In overhauling their plans for 71 acres off Route 3 in Crofton, Sturbridge Development Co. took out a movie theater and added an indoor-outdoor recreational complex, left in the senior housing, grocery and department stores, shops, restaurants and the 10,000-square-foot community center, but gave it all a more villagelike feel.
They've put a main street in one part of the proposed village, with buildings on both sides leading up to a center plaza. In the rejected first plan, that had been a large building facing a parking lot on one side.
They also clustered small retail buildings and fast-food restaurants around a courtyard and put in wide, landscaped walkways between the main sections of the development.

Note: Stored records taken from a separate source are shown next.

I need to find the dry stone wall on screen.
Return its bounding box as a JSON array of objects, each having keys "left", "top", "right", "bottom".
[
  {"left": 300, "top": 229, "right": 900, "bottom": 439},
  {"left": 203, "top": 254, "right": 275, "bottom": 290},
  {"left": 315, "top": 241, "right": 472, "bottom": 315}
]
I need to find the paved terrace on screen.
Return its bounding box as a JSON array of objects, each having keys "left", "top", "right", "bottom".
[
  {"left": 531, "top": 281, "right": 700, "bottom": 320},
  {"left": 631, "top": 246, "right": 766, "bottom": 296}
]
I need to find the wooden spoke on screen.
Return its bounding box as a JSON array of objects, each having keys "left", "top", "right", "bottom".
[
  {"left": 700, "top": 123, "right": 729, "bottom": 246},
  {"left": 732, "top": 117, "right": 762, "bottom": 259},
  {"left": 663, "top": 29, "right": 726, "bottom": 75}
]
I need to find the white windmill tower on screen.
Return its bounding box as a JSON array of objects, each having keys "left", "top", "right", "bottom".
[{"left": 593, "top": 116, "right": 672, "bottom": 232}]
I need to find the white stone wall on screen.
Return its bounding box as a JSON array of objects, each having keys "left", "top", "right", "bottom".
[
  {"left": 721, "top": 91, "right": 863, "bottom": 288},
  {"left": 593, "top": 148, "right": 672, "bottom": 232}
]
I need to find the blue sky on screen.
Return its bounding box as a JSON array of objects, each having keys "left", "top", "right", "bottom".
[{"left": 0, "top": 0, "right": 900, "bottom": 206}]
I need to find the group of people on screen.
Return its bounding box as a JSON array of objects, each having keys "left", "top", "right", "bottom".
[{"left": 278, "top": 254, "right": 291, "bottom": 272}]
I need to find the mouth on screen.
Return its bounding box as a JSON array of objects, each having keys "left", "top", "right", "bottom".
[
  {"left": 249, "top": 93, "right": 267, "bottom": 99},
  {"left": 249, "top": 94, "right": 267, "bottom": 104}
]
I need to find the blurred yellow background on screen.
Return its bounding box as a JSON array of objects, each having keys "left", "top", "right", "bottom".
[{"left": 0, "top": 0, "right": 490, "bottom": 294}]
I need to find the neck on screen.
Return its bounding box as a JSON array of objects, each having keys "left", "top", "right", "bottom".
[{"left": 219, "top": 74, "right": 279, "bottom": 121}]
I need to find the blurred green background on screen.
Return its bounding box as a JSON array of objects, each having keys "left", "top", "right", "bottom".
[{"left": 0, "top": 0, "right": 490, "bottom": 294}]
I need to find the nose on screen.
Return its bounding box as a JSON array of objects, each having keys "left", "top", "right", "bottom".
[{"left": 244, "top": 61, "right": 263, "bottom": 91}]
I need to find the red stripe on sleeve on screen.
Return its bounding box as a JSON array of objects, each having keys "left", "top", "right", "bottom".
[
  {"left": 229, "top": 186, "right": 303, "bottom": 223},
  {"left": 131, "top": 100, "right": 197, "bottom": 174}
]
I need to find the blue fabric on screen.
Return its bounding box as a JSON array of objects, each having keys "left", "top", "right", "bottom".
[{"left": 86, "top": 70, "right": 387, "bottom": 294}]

Steven R. Cover, director of planning and code enforcement, called all this revision a "step in the right direction."
"We've come a long way with making progress from something that was virtually unacceptable in the beginning to something that is close to what we're looking for," he said yesterday.
Last month, Cover had called the initial village plan little more than "a glorified strip shopping center." Sturbridge, based in Annapolis and headed by Robert DeStefano, is developing the $45 million to $50 million "suburban community center."

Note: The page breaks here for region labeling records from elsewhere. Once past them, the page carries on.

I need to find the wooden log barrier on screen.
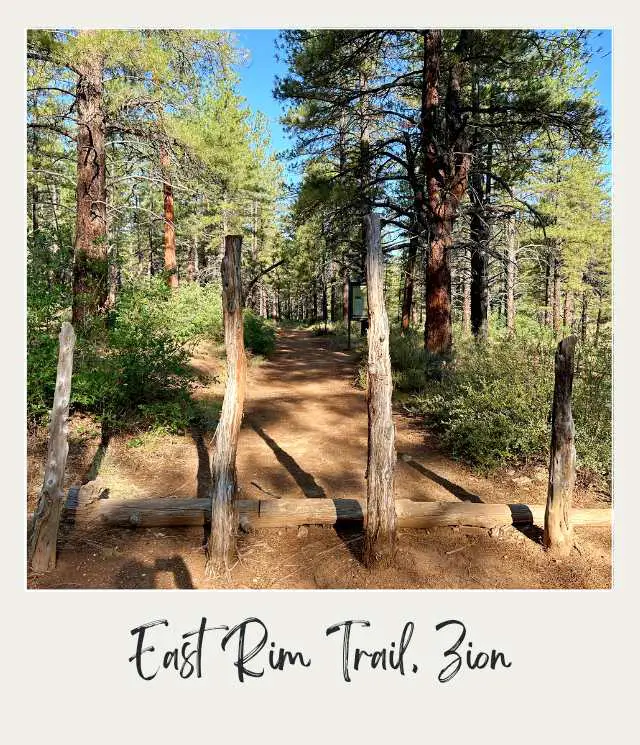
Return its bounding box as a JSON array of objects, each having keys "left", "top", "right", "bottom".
[{"left": 63, "top": 497, "right": 611, "bottom": 529}]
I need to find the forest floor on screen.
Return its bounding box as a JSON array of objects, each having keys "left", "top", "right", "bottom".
[{"left": 28, "top": 329, "right": 611, "bottom": 589}]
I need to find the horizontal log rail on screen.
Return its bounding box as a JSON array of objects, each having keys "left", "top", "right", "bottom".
[{"left": 57, "top": 492, "right": 611, "bottom": 529}]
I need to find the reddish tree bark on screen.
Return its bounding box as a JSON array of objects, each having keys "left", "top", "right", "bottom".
[
  {"left": 420, "top": 30, "right": 471, "bottom": 354},
  {"left": 160, "top": 147, "right": 178, "bottom": 289},
  {"left": 401, "top": 235, "right": 418, "bottom": 335}
]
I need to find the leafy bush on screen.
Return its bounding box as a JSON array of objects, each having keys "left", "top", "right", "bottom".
[
  {"left": 243, "top": 309, "right": 276, "bottom": 357},
  {"left": 27, "top": 278, "right": 222, "bottom": 431},
  {"left": 398, "top": 328, "right": 611, "bottom": 484}
]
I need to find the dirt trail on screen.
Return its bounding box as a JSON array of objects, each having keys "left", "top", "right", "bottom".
[{"left": 30, "top": 329, "right": 611, "bottom": 588}]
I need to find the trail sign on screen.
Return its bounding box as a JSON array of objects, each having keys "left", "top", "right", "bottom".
[{"left": 349, "top": 280, "right": 369, "bottom": 321}]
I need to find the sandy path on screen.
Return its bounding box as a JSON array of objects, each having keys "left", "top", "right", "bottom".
[{"left": 29, "top": 329, "right": 611, "bottom": 588}]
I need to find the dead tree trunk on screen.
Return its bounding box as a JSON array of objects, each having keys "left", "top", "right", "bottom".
[
  {"left": 363, "top": 214, "right": 396, "bottom": 567},
  {"left": 206, "top": 235, "right": 247, "bottom": 576},
  {"left": 544, "top": 336, "right": 577, "bottom": 555},
  {"left": 29, "top": 322, "right": 76, "bottom": 572},
  {"left": 160, "top": 147, "right": 178, "bottom": 289}
]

The project is the first to be developed under an innovative zoning law that calls for mixed uses on the parcel and gives the community some say in the design.
Project officials presented the overhaul last night to the seven-member planning advisory committee, Cover and others. The committee has been meeting since last year in a sometimes contentious process of reviewing plans for the village.
But committee members, development officials and county planners said they are working under a new spirit of cooperation.
"We have done the things the director asked for," said John S. Pantelides, vice president of Sturbridge.
"We're just hoping that we're given the opportunity to go forward and set that new standard we're all looking for," he said.
The initial plan, presented to the county in November, failed to meet the high standards set in the legislation passed last year by the County Council, according to Cover and other planning officials.
The law, adopted at DeStefano's request, calls for commercial, residential and public spaces; exemplary architecture; features like game courts, plazas and fountains; and preservation of environmental features like trees and streams.
It also established the planning advisory committee of business people and citizens to review plans and set guidelines for landscape and architecture.
But the earlier proposal separated the housing from the rest of the development, instead of mixing the housing with the shops, offices and other components; laid out long, flat buildings around a large expanse of parking with little thought given to pedestrians or to the environment, Cover said then.
The office building is now closer to both the residential and commercial buildings.
The main street design and the addition of walkways make the center "pedestrian friendly," Cover said. And there's a "tremendous amount of interest" in the county in recreation complexes, which could include indoor soccer and lacrosse fields, Cover said.
Several committee members praised the changes.
Edwin F. Dosek, president of the Crofton Civic Association, said he liked the sports complex.
Jane Sinclair, of the St. Stephens Civic Association, called the plan a big improvement, but said she still wants to see more environmental preservation.
A conceptual design review meeting, or public airing of county comments, could be scheduled for the end of next month.